Bonjour Catherine, pouvez-vous vous raconter en quelques mots ?

  • Je vous remercie, Laurence, de m’avoir proposée cet entretien.

Je partage ma vie depuis quelques années entre Paris et la Vendée. J’écris depuis 5 ans.

Avez-vous un métier en dehors de l’écriture et si oui, est-ce difficile de concilier les deux ? En général, combien d’heures consacrez-vous à l’écriture ?

  • Je n’ai plus d’activité professionnelle depuis 2 ans. Quand j’ai commencé à écrire, je bloquais des week-ends entiers où je ne faisais que ça, à peu près une fois par mois.

Comment vous est venue l’idée d’écrire ?

  • Je ne me souviens pas avoir eu envie d’écrire, c’est venu un peu par hasard. Un concours de circonstances. Une participation à des ateliers d’écriture avec des écrivains, en Vendée. Ce qui est intéressant, dans ce type d’ateliers, c’est la rencontre avec l’écrivain, de ce qu’il fait, de la manière dont il le fait. Contrairement à ce que l’on pourrait croire, on écrit très peu dans ces ateliers (du moins ceux que je fréquente), on y parle surtout littérature et écriture. Ça m’a plus, j’ai donc continué. Je crois que j’avais besoin aussi de découvrir un univers inconnu pour moi jusque-là.
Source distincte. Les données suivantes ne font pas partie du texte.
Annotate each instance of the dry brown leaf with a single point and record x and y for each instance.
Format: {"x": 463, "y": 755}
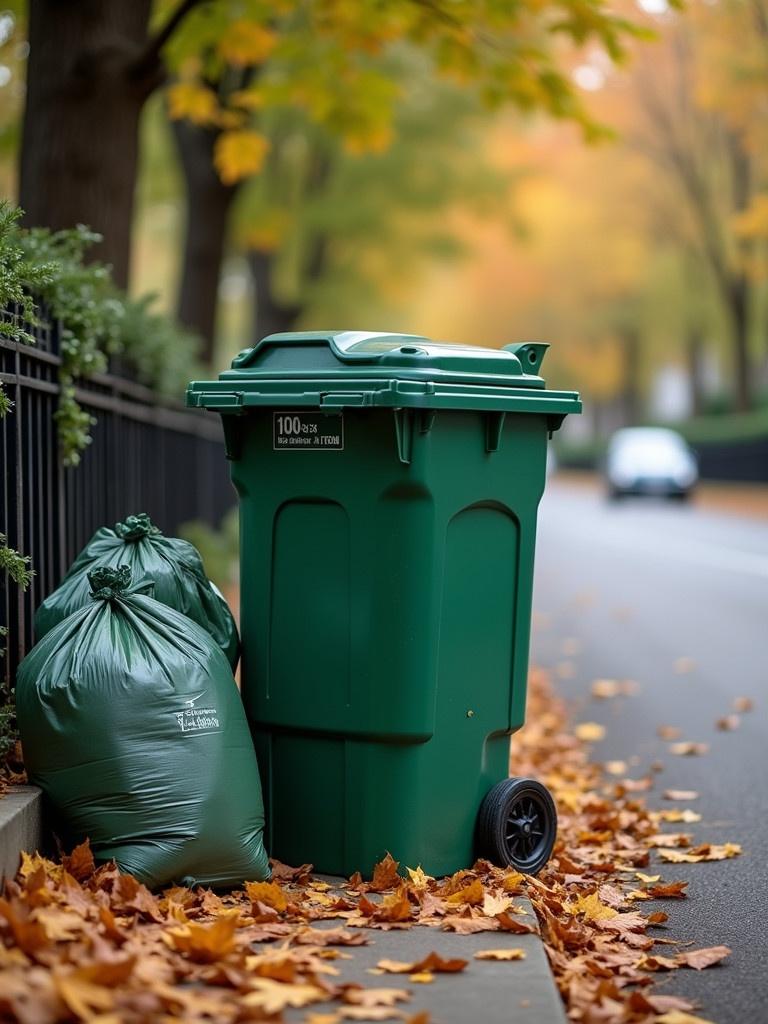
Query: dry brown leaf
{"x": 689, "y": 749}
{"x": 205, "y": 943}
{"x": 432, "y": 962}
{"x": 268, "y": 893}
{"x": 679, "y": 1017}
{"x": 669, "y": 732}
{"x": 673, "y": 815}
{"x": 376, "y": 996}
{"x": 699, "y": 958}
{"x": 728, "y": 723}
{"x": 274, "y": 996}
{"x": 473, "y": 894}
{"x": 80, "y": 862}
{"x": 385, "y": 875}
{"x": 501, "y": 954}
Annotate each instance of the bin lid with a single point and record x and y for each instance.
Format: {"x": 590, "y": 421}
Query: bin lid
{"x": 339, "y": 369}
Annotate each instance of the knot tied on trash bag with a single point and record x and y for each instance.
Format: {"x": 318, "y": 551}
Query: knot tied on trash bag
{"x": 135, "y": 527}
{"x": 108, "y": 583}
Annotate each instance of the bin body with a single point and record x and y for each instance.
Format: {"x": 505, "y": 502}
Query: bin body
{"x": 387, "y": 557}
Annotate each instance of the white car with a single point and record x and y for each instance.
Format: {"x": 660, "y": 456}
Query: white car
{"x": 649, "y": 461}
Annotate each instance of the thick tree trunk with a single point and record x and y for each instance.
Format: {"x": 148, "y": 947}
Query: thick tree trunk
{"x": 269, "y": 315}
{"x": 208, "y": 203}
{"x": 86, "y": 86}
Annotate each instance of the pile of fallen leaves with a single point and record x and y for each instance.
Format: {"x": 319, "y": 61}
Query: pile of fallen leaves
{"x": 86, "y": 942}
{"x": 603, "y": 949}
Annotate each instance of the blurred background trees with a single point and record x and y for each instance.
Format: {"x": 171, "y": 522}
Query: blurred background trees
{"x": 482, "y": 172}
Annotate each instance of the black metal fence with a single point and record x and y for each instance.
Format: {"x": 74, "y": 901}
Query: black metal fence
{"x": 146, "y": 455}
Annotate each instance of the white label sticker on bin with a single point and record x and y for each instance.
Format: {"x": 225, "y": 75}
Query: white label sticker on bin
{"x": 308, "y": 431}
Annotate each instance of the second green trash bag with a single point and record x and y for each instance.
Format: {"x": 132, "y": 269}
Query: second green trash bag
{"x": 132, "y": 725}
{"x": 173, "y": 564}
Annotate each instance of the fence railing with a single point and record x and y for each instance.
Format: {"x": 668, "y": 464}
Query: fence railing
{"x": 146, "y": 455}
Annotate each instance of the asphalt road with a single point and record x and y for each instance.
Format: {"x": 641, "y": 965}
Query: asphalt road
{"x": 675, "y": 598}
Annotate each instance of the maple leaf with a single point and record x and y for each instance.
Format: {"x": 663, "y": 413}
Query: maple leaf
{"x": 473, "y": 894}
{"x": 501, "y": 954}
{"x": 205, "y": 943}
{"x": 193, "y": 100}
{"x": 591, "y": 907}
{"x": 699, "y": 958}
{"x": 689, "y": 749}
{"x": 376, "y": 996}
{"x": 268, "y": 893}
{"x": 239, "y": 154}
{"x": 80, "y": 862}
{"x": 245, "y": 43}
{"x": 432, "y": 962}
{"x": 274, "y": 996}
{"x": 385, "y": 875}
{"x": 418, "y": 878}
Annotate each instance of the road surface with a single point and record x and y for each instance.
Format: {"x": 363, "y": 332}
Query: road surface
{"x": 675, "y": 598}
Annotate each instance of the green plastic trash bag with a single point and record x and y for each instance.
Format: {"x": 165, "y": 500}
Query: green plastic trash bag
{"x": 173, "y": 564}
{"x": 132, "y": 725}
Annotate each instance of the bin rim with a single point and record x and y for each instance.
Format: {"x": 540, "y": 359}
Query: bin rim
{"x": 340, "y": 369}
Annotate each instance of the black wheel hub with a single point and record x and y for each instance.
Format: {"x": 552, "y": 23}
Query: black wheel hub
{"x": 524, "y": 828}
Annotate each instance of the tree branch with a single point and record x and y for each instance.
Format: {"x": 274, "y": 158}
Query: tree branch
{"x": 150, "y": 58}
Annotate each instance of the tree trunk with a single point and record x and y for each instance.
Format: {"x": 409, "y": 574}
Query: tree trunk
{"x": 739, "y": 310}
{"x": 694, "y": 352}
{"x": 86, "y": 86}
{"x": 269, "y": 314}
{"x": 631, "y": 388}
{"x": 208, "y": 203}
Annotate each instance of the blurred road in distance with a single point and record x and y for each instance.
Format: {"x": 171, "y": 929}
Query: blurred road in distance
{"x": 674, "y": 597}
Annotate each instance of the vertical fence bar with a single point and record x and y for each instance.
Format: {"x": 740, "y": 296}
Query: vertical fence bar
{"x": 147, "y": 455}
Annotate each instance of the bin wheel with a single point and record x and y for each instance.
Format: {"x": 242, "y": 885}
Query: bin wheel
{"x": 517, "y": 824}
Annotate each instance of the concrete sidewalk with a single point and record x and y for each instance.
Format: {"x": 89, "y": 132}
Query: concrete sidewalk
{"x": 487, "y": 991}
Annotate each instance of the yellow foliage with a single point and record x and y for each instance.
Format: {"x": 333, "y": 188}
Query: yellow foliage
{"x": 240, "y": 154}
{"x": 246, "y": 43}
{"x": 194, "y": 101}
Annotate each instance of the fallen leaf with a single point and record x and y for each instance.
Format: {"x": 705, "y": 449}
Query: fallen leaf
{"x": 473, "y": 894}
{"x": 501, "y": 954}
{"x": 274, "y": 996}
{"x": 590, "y": 732}
{"x": 699, "y": 958}
{"x": 385, "y": 875}
{"x": 669, "y": 732}
{"x": 743, "y": 705}
{"x": 268, "y": 893}
{"x": 688, "y": 749}
{"x": 678, "y": 1017}
{"x": 432, "y": 962}
{"x": 728, "y": 723}
{"x": 80, "y": 862}
{"x": 673, "y": 815}
{"x": 205, "y": 943}
{"x": 376, "y": 996}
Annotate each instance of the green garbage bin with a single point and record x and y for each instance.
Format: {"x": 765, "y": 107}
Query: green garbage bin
{"x": 388, "y": 489}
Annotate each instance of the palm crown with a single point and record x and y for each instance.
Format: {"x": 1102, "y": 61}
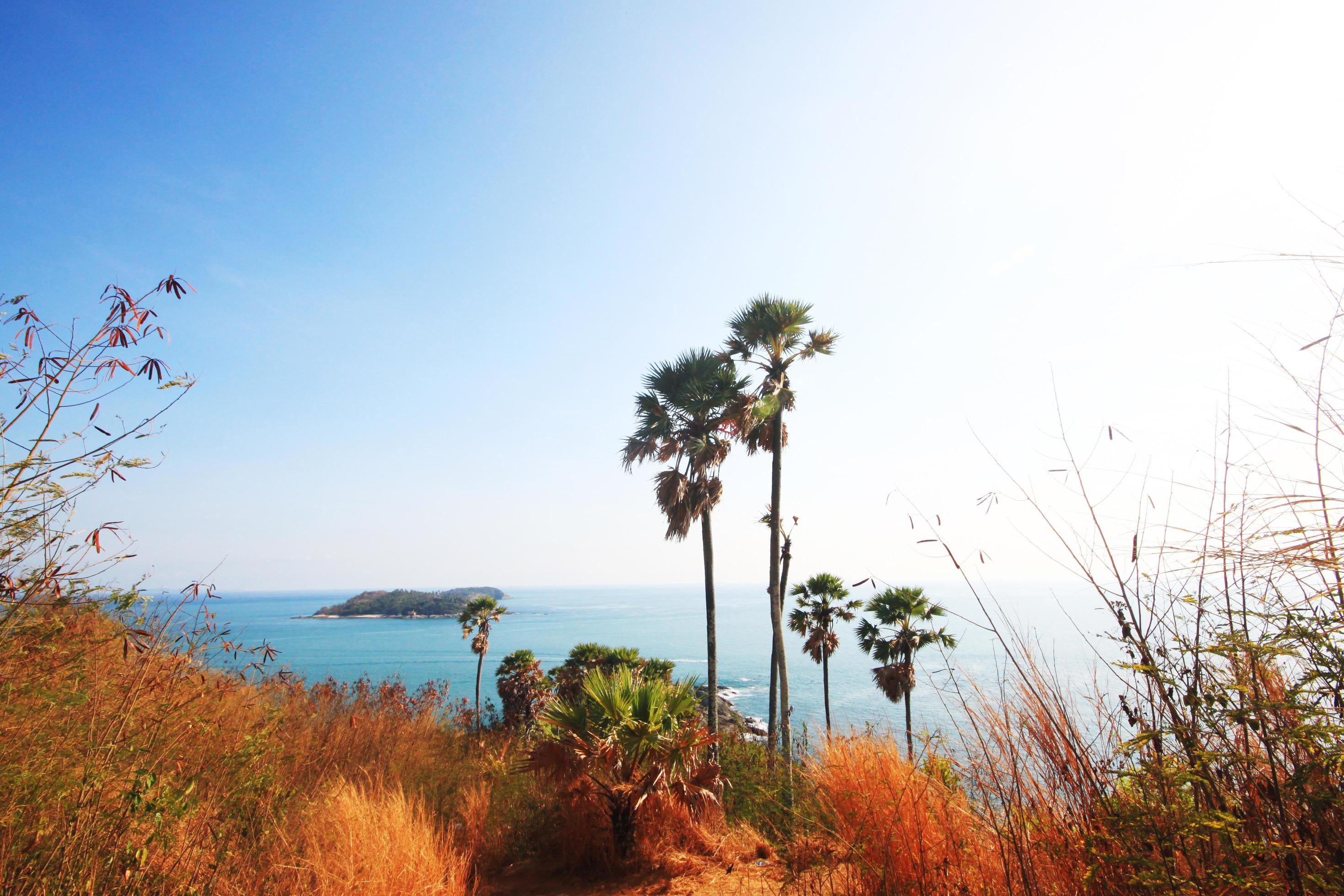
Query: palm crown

Un petit rituel d’écriture ?

  • Je n’ai pas de rituel, pas d’organisation, pas de temporalité non plus. J’écris d’abord dans ma tête, c’est à dire que l’histoire germe dans mon esprit, je la travaille, j’invente les personnages, les lieux, les événements. Quelquefois, c’est le thème qui vient d’abord, quelquefois les personnages, la forme du récit (très important aussi). C’est très variable. Et puis un jour, je me décide à écrire et, à partir de là, tout s’enchaine (plus ou moins bien). Il est rare que l’histoire que j’écris soit entièrement construite,  comme par exemple pour Les ballerines bleues : j’avais les lieux, les personnages, les évènements mais arrivée aux deux tiers du livre, je ne savais toujours pas qui serait le meurtrier. Je fais alors une pause, je réfléchis, j’échafaude plusieurs hypothèses (dans ma tête, toujours) et je me remets à écrire…

Vous écrivez dans différents genres : littérature, poésie, érotique, polar ; est-ce difficile de passer de l’un à l’autre ? Comment choisissez-vous les sujets ? En combien de temps les rédigez-vous ?

  • Non seulement ça n’est pas difficile, mais c’est surtout très intéressant, ça permet d’explorer des univers très différents. Je pourrais dire que pour moi le genre est peu important (sauf pour toucher certains lecteurs plus que d’autres, pour vendre…), et qu’un livre peut aussi faire appel à plusieurs « catégorisations ». Ce qui compte, c’est ce que l’on dit, ce que le lecteur lit ; le genre pourrait être plus considéré dans ce cas-là comme un prétexte à dire qui, de plus, n’est pas incompatible avec un objectif de divertissement. Parce que quand on écrit, on raconte toujours quelque chose de l’humain, de ce que nous sommes, nous, les êtres humains, du monde qui nous entoure et c’est ce qui m’intéresse.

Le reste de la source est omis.